As organisers start planning a public memorial service for Professor Stephen Hawking, one observant blogger has noticed that the invite extends to time travellers from the future.
The theoretical physicist, who died earlier this year, will be honoured with service which is due to be held on 15th June. Those wishing to attend have been asked to apply via a public ballot.
So far the applicants have come more than 50 countries and seem to be from the present day, but the application form intentionally allows applicants to end a date of birth far into the future, allowing time travellers to attend the event at Westminster Abbey.
The online ballot, which has been set up by the Prof Hawking's foundation, allows users to enter a date of birth as far into the future as December 2038. The foundation said, "we cannot exclude the possibility of time travel as it has not been disproven to our satisfaction."
It's not the first time time traveller have been invited to the past in relationship to Prof Hawking. On June 28th, 2009, Professor Hawking held a party for time travellers in Cambridge. The only catch was he sent the invites out afterwards.

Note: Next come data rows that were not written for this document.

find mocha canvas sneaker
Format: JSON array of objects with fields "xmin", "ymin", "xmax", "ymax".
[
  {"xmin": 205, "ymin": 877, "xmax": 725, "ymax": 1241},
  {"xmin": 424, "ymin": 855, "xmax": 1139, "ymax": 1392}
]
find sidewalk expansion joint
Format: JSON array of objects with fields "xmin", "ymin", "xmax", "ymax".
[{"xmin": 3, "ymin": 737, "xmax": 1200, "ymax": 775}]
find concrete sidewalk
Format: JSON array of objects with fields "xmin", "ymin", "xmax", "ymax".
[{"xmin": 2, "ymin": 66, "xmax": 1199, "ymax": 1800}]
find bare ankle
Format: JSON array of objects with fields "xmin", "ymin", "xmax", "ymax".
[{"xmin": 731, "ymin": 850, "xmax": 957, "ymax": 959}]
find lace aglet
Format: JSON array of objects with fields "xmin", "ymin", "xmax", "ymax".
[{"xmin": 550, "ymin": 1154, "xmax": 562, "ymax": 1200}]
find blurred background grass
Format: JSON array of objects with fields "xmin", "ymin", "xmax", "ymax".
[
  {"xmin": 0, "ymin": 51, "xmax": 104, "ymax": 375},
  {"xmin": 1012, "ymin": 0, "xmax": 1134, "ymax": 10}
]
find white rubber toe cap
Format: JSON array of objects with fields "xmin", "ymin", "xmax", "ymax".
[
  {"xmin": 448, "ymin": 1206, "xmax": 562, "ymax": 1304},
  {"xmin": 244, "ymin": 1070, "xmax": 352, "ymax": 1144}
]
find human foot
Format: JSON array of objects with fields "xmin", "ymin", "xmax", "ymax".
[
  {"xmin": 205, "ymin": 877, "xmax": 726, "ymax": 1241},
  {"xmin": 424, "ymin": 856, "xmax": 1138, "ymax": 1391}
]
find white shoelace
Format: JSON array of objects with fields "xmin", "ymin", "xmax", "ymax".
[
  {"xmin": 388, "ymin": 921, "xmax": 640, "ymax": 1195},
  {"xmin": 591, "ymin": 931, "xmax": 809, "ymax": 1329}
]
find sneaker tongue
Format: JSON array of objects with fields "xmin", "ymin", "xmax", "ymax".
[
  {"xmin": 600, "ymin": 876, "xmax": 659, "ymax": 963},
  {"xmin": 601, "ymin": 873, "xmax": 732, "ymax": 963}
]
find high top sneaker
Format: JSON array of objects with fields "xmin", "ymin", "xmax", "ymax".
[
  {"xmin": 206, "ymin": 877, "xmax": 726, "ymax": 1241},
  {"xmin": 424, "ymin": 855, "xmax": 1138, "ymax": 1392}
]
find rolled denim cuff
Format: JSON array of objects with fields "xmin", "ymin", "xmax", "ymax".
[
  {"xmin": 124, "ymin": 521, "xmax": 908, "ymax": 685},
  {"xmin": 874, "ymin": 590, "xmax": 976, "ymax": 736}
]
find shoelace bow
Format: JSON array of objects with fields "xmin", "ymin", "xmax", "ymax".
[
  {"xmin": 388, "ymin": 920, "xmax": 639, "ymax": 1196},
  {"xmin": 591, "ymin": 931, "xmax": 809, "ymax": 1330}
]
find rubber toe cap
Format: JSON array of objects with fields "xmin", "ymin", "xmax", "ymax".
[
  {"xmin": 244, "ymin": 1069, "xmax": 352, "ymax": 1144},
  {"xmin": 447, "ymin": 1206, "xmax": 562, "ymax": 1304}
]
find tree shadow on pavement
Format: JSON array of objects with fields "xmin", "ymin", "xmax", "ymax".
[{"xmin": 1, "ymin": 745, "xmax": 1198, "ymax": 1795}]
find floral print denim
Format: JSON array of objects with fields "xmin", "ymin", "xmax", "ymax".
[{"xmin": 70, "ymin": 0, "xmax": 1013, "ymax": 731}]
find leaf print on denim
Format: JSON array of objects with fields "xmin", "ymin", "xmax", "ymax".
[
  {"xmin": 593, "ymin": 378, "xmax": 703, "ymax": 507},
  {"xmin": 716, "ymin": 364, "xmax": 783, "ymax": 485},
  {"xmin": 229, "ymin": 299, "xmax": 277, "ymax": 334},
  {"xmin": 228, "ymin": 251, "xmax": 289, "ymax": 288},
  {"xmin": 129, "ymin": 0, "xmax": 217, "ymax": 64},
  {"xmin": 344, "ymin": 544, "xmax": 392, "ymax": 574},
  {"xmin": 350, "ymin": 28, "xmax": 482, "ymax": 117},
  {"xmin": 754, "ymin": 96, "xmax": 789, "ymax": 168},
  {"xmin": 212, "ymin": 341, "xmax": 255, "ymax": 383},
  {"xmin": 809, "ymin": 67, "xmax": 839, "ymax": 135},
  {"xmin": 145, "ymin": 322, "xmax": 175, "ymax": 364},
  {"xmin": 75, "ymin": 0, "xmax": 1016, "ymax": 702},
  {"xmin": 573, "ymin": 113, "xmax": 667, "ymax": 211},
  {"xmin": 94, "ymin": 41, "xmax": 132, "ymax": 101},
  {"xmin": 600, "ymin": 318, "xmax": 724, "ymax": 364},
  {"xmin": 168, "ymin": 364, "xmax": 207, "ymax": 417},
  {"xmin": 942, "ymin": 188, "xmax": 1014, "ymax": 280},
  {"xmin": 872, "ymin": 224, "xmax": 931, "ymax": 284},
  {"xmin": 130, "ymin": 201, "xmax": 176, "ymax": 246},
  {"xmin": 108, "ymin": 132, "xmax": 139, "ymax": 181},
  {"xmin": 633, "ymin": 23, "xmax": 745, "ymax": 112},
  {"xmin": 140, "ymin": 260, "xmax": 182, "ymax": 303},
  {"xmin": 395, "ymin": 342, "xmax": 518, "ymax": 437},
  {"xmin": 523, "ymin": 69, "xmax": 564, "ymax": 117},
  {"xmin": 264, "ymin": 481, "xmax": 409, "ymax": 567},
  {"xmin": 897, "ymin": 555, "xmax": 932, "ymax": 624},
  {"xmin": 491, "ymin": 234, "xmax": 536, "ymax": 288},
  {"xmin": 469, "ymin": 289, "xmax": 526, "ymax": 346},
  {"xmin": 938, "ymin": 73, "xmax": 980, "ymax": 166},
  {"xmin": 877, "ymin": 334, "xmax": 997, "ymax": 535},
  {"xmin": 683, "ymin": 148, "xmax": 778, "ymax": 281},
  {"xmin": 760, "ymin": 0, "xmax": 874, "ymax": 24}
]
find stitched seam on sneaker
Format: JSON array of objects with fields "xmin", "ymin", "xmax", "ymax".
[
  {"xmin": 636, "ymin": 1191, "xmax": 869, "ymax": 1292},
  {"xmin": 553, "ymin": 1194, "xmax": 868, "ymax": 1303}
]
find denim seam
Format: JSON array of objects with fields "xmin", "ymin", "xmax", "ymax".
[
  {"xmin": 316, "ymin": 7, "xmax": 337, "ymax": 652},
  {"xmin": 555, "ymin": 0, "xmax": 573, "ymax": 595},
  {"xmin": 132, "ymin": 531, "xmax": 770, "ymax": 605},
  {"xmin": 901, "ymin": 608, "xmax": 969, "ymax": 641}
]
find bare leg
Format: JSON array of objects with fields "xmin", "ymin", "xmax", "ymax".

The professor was apparently not surprised to find that no time travellers managed to make it back to his party. He stated that this was in fact "experimental evidence that time travel is not possible," this may be because of what he called "the Mad Scientist paradox."

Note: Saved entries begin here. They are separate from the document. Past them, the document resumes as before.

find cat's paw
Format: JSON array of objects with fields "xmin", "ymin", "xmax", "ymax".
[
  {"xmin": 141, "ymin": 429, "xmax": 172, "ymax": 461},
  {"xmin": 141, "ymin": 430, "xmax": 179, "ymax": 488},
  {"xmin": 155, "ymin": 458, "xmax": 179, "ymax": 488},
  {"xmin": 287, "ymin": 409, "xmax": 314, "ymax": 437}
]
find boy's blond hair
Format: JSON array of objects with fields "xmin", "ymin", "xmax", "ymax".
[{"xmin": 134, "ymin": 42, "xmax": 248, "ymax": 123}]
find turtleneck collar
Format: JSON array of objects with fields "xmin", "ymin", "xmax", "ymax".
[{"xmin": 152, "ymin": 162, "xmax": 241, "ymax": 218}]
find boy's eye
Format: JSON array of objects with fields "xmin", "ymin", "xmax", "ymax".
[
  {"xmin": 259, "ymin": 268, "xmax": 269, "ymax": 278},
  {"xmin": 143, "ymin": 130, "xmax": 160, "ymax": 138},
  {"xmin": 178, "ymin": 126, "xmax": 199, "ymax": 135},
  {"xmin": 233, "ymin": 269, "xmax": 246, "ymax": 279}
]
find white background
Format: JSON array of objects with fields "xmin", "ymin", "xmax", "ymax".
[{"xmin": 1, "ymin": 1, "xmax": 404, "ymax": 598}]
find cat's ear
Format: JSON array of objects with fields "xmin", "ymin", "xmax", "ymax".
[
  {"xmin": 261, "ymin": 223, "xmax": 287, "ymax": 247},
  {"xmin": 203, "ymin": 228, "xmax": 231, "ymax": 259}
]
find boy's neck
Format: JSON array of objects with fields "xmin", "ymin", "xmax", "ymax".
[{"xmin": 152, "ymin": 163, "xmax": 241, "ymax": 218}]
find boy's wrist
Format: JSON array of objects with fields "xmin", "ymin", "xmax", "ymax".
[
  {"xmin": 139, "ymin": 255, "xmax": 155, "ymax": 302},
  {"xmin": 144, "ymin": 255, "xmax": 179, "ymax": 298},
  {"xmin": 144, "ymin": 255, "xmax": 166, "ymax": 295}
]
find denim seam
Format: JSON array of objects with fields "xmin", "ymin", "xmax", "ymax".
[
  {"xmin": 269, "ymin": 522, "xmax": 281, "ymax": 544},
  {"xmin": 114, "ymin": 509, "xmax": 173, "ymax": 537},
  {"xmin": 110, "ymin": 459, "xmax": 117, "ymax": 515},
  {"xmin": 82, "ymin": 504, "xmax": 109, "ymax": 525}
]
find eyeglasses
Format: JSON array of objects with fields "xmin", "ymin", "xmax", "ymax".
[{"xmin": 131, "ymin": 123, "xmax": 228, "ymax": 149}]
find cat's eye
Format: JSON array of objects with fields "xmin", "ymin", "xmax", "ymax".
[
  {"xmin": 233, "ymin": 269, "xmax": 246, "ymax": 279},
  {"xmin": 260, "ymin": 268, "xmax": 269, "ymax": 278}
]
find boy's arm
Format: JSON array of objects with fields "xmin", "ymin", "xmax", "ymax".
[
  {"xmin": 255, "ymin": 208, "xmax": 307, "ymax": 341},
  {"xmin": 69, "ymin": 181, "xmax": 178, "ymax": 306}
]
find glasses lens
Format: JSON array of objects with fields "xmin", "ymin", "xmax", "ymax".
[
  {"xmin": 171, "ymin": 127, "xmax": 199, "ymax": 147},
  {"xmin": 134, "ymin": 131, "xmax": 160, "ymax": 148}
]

"Any kind of time travel to the past through wormholes or any other method is probably impossible, otherwise paradoxes would occur."
He once told the tale of a mad scientist who "is determined to create a paradox, even if it costs him his life." The scientist travels back in time, just one minute, "the scientist can see himself as he was one minute ago," but Professor Hawking questions what would happen if the scientist pulled out a gun and shot his earlier self.

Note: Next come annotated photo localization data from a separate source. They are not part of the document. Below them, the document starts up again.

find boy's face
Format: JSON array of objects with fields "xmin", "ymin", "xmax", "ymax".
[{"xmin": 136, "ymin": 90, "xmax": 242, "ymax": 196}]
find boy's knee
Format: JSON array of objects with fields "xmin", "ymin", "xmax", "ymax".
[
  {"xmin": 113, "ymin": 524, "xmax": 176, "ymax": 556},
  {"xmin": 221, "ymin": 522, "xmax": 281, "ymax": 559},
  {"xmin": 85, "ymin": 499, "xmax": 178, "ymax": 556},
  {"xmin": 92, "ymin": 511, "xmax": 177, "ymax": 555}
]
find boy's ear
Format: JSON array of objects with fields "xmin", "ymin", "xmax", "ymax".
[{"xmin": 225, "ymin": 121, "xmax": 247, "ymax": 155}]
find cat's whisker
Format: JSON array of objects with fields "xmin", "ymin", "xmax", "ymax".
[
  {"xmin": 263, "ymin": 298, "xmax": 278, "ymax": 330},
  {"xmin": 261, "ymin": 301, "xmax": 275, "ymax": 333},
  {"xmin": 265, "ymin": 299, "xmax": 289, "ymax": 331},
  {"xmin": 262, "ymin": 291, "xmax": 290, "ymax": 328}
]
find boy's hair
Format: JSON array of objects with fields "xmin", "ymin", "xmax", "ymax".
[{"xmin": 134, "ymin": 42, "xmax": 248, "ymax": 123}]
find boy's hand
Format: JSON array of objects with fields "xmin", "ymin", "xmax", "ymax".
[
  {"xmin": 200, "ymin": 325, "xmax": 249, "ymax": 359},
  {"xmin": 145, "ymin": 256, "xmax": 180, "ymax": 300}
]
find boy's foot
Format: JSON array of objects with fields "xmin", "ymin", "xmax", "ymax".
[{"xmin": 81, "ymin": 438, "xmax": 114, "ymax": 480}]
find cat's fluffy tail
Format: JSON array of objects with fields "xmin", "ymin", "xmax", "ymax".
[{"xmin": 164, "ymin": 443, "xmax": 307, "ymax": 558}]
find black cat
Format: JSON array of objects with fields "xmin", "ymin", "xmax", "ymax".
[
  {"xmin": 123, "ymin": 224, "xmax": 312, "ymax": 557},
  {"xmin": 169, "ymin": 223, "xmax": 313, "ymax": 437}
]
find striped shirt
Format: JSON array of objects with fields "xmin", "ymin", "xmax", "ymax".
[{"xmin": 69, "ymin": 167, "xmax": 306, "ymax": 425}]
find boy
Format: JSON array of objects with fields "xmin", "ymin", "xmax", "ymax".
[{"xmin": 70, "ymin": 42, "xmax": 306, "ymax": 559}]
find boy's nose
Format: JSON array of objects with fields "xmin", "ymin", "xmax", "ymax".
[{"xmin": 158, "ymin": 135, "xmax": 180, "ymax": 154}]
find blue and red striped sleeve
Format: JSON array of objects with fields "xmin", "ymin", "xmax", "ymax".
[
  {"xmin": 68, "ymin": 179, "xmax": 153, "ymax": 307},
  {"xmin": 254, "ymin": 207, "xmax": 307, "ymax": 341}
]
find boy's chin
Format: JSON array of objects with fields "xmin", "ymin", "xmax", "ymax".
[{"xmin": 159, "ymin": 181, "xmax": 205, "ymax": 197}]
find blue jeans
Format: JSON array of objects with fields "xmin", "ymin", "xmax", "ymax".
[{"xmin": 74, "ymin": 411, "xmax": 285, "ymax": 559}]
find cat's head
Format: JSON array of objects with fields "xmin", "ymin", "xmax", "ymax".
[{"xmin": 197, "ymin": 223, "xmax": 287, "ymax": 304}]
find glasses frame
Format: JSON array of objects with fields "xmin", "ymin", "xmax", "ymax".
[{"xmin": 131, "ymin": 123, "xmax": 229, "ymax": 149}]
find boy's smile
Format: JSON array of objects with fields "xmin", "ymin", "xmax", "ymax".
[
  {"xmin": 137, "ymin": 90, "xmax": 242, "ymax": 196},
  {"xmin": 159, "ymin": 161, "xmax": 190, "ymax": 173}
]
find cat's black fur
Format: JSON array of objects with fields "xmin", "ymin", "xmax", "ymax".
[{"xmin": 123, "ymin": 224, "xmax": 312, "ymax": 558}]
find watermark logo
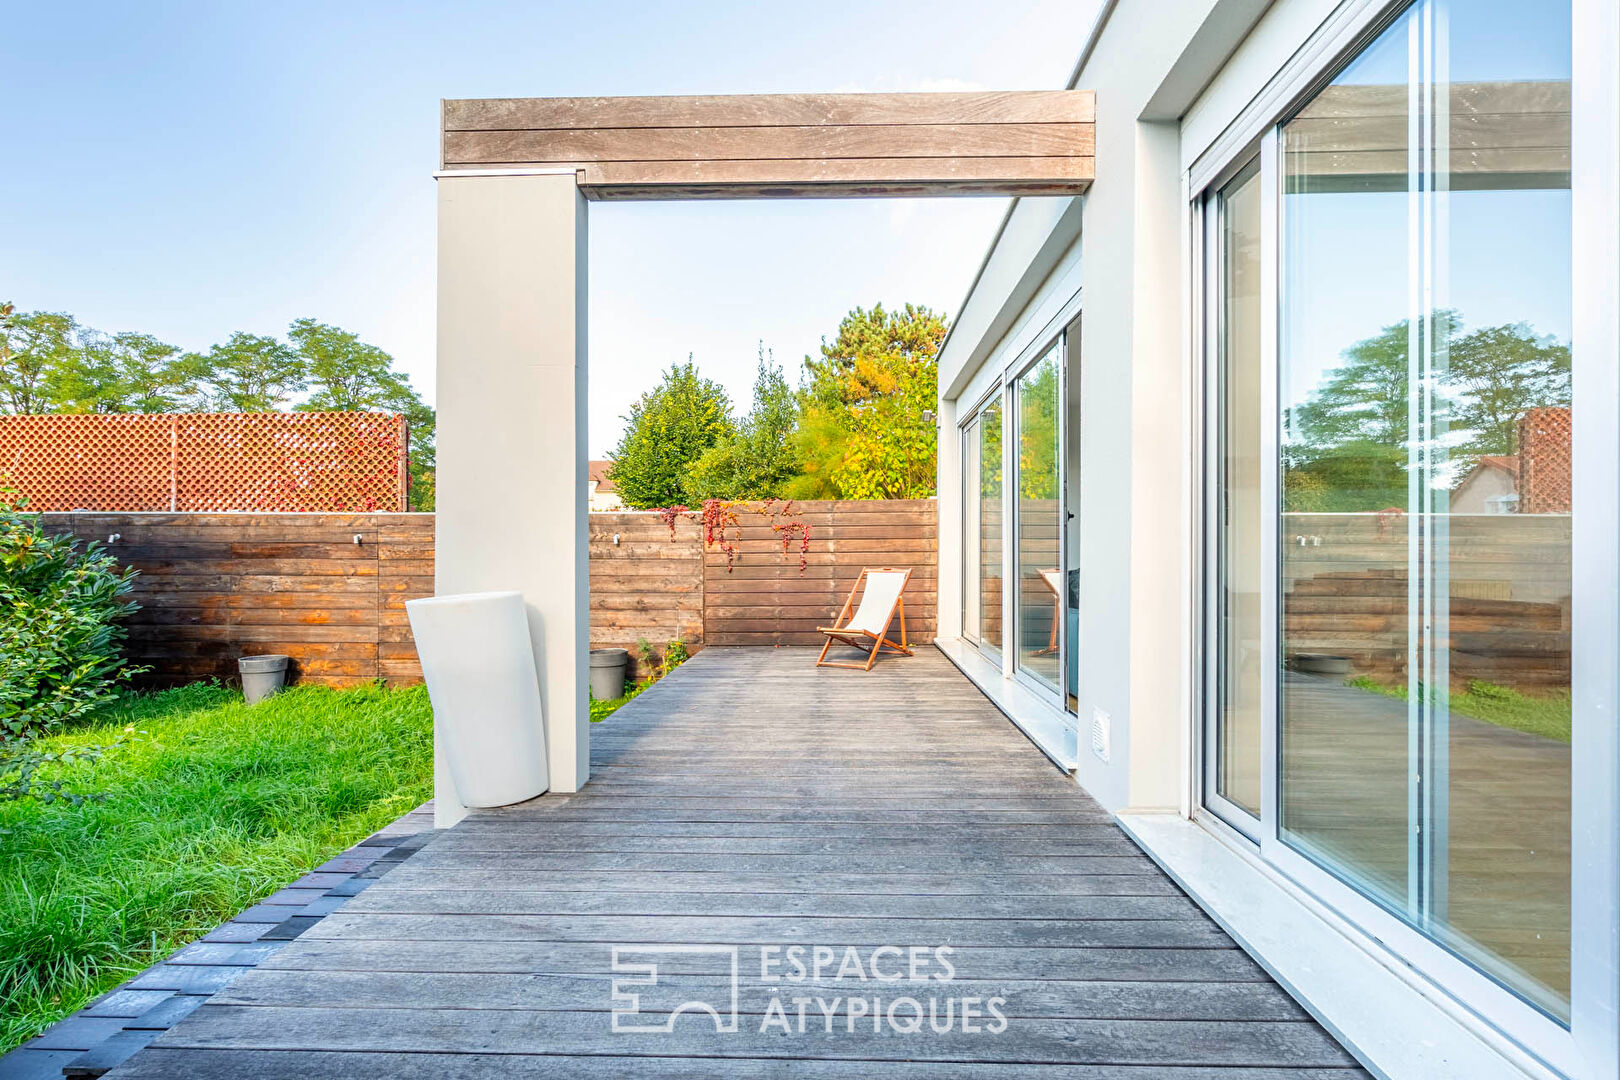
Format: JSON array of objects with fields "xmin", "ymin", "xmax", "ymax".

Hawking explained, "he's now dead. So who fired the shot? It's a paradox. It just doesn't make sense. It's the sort of situation that gives cosmologists nightmares."
He said that time machines which allow someone to travel back in time "violate a fundamental rule that governs the entire universe," these time machines break causality, the principle that cause happens before effect and never the other way around.
Professor Hawking believed that "things can't make themselves impossible," by this he means the universe can't back itself into a corner. He said "I think something will always happen that prevents the paradox. Somehow there must be a reason why our scientist will never find himself in a situation where he could shoot himself."
Perhaps time will tell. The foundation's spokesman said, "all things are possible until proven otherwise. But so far we have had applications from all round the world, and we do mean round - there are no flat-Earthers here."
The best thing about all of this is that Professor Hawking, with his quirky sense of humour, would have loved it. So far 12,000 people from had applied for tickets through the ballot which closes on May 15th.